Figure 1 shows VR robot models of increased anthropomorphism, similar to those used by Weistroffer et al. [22]. The bottom of Figure 1 shows an example VR collaboration scene with Baxter, in which the cobot passes a tool to the user, mimicking real interaction. Note that the robot has a face, a feature found on the real Baxter. Robot anthropomorphism, apart from possibly affecting human motor performance, can also affect higher-order cognitive aspects such as the feeling of presence (see, e.g., Dubosc et al. [23]), or attributing blame in the case of error (see, e.g., Furlough et al. [24]). The use of VR allows flexible manipulation of robot and scene designs to capture these cognitive aspects.

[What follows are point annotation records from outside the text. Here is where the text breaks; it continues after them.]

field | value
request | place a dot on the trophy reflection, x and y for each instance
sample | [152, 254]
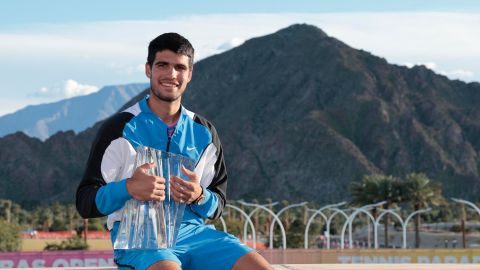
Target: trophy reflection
[153, 224]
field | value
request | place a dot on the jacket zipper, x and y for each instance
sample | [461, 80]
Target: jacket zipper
[168, 141]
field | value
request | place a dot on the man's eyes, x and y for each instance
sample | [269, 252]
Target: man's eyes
[166, 65]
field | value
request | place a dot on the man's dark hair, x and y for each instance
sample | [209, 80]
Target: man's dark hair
[172, 42]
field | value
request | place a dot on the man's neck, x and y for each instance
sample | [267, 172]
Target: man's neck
[169, 112]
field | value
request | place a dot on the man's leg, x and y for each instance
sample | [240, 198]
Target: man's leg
[165, 265]
[252, 261]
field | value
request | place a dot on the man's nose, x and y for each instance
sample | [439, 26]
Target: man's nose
[172, 72]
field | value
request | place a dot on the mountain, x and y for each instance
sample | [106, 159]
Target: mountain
[41, 121]
[301, 115]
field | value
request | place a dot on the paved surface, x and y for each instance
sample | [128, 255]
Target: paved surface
[377, 266]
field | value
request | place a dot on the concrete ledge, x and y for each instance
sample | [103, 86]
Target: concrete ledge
[408, 266]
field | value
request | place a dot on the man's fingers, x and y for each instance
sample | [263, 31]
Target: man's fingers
[190, 174]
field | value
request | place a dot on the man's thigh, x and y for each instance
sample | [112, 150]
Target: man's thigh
[207, 248]
[142, 259]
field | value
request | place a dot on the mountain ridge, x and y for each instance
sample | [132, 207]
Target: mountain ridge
[301, 115]
[43, 120]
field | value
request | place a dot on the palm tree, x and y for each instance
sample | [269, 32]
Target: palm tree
[421, 192]
[376, 188]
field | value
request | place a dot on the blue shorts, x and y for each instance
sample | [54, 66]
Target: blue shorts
[198, 247]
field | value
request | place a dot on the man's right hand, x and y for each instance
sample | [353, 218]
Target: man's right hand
[146, 187]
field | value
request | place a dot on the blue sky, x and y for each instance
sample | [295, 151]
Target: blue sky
[51, 50]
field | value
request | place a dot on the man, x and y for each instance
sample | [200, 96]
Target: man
[161, 122]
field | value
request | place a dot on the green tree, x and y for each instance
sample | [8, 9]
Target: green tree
[6, 210]
[9, 236]
[421, 192]
[376, 188]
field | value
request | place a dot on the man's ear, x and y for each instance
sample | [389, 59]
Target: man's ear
[148, 70]
[190, 74]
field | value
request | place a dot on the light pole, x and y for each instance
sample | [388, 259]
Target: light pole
[337, 211]
[464, 216]
[284, 237]
[224, 225]
[247, 220]
[318, 212]
[404, 225]
[278, 215]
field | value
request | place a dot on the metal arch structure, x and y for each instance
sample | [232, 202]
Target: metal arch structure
[245, 229]
[471, 204]
[405, 224]
[377, 222]
[350, 219]
[349, 224]
[272, 225]
[329, 221]
[247, 220]
[282, 229]
[318, 212]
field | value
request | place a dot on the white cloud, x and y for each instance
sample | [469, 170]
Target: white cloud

3. The Use of Virtual Reality for Testing Human–Robot Collaboration

Human–robot collaboration carries a physical risk to humans. For example, the robot arm can strike the operator or otherwise harm them. Therefore, operators can be stressed while collaborating with robots, which may result in their abnormal behavior, such as increased cognitive load or reduced motor performance [25]. Such dangerous scenarios are difficult to test in the natural world, implying significant limitations to user-experience testing of cobots.
In recent years, a feasible solution to test cobots while maintaining human safety is to use immersive VR environments [22,26,27]. Oyekan et al. [28] describe that, to design a collaborative environment to understand human reactions to both predictable and unpredictable robot motions, a virtual reality digital twin of a physical layout can be used. Dombrowski et al. [29] give us an interactive simulation of HRC—a technique that uses real-time physics simulation to immerse the design engineer or production planner inside a responsive virtual model of the factory—to optimize and validate manufacturing processes to achieve a better understanding of the risks and complexity of the assembly processes. Taken together, these studies demonstrate diverse approaches to testing different types of interaction scenarios and virtual cobots. This virtual testing can also be conducted for dangerous scenarios, but without putting humans at risk. For example, VR allows constructing scenes where the user is within the reach of a robot arm, thus collecting the user’s psychophysiological measures and movement patterns in those simulated dangerous scenes, but without an actual risk to the user.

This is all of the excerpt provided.